New Donald Moffit Prose Poem (inc. footnotes) 2
Peruvian Wasp Nest [1]
In memoriam Karl Woodmansterne [2]
Donald Moffit
Curtain up. Dull light from single light-bulb hanging stage right. Very large papier-mâché model of dead wasp lying stage centre. No other props. The sound of a guitarist – preferably female – tuning a guitar is heard. The guitarist must not be visible to the audience. She [3] should be given, for example, 20 loosely strung guitars to tune. The exact number is decided by the Director, what he personally thinks an audience will tolerate. The guitarist takes her time. She is oblivious to everything. The stage and the audience don't exist. Her attention is completely absorbed in tuning the guitars. All the while a fine grey ash is falling. Ash motes float in the light-bulb's sallow light/ settle on the giant dead wasp. When every guitar is tuned to the guitarist's satisfaction the poem ends. Curtain down.

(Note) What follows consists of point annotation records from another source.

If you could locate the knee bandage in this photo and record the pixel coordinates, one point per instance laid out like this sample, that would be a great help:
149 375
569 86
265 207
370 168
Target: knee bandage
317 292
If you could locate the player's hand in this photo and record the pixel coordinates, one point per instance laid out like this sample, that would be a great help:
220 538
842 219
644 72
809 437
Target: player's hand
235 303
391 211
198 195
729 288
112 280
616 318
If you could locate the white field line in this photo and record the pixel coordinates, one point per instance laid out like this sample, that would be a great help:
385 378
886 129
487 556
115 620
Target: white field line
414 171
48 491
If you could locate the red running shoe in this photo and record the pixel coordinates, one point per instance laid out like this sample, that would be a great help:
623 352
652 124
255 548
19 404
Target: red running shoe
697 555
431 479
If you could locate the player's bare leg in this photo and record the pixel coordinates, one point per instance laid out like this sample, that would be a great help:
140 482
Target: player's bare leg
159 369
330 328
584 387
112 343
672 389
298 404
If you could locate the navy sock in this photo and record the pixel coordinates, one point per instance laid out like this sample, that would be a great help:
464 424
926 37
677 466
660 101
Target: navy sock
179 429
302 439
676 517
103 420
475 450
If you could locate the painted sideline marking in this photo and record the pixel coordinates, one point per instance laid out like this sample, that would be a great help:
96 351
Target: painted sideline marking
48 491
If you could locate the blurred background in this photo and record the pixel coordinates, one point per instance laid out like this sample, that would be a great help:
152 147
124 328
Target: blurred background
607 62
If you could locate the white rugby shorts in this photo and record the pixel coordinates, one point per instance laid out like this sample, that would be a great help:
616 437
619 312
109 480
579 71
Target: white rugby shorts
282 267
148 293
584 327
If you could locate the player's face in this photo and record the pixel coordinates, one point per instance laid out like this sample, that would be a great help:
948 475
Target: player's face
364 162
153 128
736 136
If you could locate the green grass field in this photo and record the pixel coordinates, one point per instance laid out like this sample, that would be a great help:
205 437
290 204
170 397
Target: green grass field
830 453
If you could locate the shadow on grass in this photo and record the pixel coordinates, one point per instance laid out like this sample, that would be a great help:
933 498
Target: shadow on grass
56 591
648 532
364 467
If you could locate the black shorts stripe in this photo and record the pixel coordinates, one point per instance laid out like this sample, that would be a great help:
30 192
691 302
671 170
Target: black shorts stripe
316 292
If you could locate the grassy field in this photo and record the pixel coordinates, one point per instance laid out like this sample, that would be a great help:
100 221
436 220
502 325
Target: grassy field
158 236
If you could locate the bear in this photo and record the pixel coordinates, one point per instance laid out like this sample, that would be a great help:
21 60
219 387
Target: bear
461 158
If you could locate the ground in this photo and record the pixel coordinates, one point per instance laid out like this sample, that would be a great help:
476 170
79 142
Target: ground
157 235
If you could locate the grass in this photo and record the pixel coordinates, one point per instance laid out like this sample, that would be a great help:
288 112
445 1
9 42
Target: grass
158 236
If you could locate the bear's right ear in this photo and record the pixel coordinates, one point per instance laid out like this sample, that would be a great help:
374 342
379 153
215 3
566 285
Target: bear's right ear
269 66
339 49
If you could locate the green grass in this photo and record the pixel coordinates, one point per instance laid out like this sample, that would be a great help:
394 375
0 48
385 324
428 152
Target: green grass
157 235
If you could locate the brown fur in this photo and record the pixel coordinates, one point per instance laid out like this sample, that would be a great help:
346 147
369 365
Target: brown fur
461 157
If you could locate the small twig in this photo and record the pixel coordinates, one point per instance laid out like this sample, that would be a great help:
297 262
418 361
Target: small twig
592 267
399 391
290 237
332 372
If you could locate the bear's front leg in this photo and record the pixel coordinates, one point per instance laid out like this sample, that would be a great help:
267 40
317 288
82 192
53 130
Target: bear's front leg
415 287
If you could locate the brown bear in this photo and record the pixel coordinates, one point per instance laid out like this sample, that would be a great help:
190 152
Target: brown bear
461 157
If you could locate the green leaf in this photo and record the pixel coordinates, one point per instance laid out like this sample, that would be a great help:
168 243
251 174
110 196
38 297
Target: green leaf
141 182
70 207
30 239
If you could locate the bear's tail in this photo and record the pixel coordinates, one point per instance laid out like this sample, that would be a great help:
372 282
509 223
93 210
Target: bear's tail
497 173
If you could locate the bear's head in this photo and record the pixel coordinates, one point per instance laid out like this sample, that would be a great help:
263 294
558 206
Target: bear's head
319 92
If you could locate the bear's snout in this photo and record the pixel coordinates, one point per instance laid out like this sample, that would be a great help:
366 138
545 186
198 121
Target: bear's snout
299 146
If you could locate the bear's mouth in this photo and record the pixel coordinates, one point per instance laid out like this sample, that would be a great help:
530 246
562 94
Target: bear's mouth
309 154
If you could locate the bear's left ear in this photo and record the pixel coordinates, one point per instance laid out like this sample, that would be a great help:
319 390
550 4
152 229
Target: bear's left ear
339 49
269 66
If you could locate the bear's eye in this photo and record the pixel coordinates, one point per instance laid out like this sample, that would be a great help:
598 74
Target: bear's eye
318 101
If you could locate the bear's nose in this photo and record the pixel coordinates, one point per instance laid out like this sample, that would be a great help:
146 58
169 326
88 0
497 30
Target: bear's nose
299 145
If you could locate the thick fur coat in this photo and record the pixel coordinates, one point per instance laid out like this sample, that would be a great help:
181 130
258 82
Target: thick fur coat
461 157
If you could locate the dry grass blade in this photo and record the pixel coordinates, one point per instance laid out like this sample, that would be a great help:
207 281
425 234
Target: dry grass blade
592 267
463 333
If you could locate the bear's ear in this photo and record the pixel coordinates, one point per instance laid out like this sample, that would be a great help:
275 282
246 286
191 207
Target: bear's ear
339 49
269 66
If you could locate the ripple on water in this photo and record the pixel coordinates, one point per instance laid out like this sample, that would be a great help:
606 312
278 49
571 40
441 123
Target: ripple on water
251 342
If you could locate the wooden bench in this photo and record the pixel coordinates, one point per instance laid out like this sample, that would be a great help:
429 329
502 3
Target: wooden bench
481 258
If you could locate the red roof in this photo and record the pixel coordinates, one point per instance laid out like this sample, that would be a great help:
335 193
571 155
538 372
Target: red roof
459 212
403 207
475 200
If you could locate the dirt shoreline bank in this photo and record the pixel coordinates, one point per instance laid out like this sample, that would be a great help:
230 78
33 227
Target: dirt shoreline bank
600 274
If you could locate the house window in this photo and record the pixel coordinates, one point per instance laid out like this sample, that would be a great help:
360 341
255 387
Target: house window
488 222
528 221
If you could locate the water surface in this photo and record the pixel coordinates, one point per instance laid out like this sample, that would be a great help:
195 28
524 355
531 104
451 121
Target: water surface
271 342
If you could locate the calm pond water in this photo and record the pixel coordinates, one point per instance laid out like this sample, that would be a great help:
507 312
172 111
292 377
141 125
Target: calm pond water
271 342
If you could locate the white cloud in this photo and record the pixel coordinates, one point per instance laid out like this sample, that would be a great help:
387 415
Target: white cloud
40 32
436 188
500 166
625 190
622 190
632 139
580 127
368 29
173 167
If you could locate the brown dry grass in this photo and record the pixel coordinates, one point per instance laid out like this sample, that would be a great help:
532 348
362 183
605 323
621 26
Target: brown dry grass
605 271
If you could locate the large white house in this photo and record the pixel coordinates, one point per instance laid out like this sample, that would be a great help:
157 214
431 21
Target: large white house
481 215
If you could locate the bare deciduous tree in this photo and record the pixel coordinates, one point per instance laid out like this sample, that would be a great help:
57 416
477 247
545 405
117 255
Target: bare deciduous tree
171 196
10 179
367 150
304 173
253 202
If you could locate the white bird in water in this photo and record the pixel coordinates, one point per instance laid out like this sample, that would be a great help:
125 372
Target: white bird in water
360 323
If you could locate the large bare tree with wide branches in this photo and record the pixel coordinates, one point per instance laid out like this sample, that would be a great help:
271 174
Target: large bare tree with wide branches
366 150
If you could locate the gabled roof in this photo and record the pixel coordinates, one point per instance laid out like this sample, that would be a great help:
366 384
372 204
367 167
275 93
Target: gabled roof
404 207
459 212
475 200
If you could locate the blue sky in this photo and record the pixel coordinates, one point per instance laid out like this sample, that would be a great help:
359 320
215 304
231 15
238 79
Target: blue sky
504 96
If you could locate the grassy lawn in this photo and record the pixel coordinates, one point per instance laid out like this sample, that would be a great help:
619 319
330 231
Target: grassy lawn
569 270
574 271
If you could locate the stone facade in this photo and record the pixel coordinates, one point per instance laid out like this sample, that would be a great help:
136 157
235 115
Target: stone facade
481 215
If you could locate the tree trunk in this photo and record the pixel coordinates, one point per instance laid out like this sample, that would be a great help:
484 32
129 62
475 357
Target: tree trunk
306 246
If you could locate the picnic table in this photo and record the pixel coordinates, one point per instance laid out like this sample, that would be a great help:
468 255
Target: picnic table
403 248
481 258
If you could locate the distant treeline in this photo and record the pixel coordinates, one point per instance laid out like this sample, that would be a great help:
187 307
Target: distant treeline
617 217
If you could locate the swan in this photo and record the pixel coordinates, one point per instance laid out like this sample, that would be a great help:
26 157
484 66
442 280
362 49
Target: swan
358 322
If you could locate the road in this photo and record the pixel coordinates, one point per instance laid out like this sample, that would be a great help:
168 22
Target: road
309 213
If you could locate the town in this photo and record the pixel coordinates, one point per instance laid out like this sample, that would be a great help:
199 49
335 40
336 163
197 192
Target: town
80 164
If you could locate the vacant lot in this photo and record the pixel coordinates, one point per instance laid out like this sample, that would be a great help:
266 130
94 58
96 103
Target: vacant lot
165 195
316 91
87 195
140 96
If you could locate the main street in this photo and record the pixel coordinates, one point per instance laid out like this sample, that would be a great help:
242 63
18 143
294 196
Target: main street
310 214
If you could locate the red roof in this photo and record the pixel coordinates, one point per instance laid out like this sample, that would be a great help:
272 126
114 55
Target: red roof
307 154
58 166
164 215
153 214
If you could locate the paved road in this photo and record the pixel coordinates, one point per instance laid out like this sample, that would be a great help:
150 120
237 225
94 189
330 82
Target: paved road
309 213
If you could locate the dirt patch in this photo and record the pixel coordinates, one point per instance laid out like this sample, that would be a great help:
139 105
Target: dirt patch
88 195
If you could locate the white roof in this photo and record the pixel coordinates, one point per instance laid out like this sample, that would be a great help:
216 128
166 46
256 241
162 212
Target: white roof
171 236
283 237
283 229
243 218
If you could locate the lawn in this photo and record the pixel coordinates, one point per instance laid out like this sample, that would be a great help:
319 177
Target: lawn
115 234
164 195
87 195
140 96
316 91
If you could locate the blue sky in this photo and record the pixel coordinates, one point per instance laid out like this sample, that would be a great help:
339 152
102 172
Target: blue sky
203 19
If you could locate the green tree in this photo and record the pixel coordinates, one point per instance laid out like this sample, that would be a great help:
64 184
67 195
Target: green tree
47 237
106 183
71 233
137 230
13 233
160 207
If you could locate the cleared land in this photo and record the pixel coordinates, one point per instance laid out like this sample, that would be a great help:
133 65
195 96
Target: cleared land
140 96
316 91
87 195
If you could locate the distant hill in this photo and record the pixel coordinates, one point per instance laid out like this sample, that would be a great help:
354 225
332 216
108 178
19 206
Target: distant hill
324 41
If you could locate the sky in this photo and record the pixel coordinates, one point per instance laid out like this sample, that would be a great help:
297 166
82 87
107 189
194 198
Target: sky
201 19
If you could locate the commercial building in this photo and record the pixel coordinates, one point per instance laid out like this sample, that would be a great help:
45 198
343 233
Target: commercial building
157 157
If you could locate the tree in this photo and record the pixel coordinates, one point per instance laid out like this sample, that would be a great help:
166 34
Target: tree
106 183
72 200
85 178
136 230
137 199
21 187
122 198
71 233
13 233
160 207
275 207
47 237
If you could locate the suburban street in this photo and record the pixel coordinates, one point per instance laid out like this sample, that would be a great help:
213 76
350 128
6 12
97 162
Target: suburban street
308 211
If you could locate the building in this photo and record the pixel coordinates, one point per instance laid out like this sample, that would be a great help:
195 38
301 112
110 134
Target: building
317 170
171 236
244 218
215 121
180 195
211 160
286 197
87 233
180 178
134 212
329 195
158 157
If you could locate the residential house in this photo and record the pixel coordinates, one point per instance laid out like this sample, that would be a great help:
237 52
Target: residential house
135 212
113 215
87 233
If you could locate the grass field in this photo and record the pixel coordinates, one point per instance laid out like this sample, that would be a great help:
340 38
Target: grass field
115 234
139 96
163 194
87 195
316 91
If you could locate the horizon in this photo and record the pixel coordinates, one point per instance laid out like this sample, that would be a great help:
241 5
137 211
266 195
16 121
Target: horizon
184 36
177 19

________________________________________[1] Whereas the nests of many species of wasp are made of a 'chewed-up' paper-like material, the nest of the Peruvian wasp is made of the 'chewed-up' bodies of other indigenous wasp species. Frequently the nests produced are formed into the shape of an anatomically exact replica of a dead Peruvian wasp. It is believed such 'shaped' nests serve as some kind of territorial warning to rival Peruvian wasp colonies. Nest sizes vary greatly: one recently discovered specimen (V. Bernard, Natural history of Neotropical wasps: Nest sites, Feeding patterns and Diet, Journal of Insect Science, February 2014) measured 3.12 meters from 'head' to 'sting'.
[2] Early Donald Moffit 'personograph' and Professor of Entomology (University of Utrecht, 1981 – 1994). Woodmansterne was reported missing during a specimen collecting trip to the southern Amazonian Basin (May 1994). Whilst searching an abandoned Nanti tribal settlement, local guides discovered his corpse inside a hollowed-out Peruvian wasp nest.
[3] Transitional construct and present Moffit 'personograph' (see P. Cosgrove, New Donald Moffit Prose Poem (inc. footnotes), footnote 1, Café Irreal, Issue 44, Fall 2012).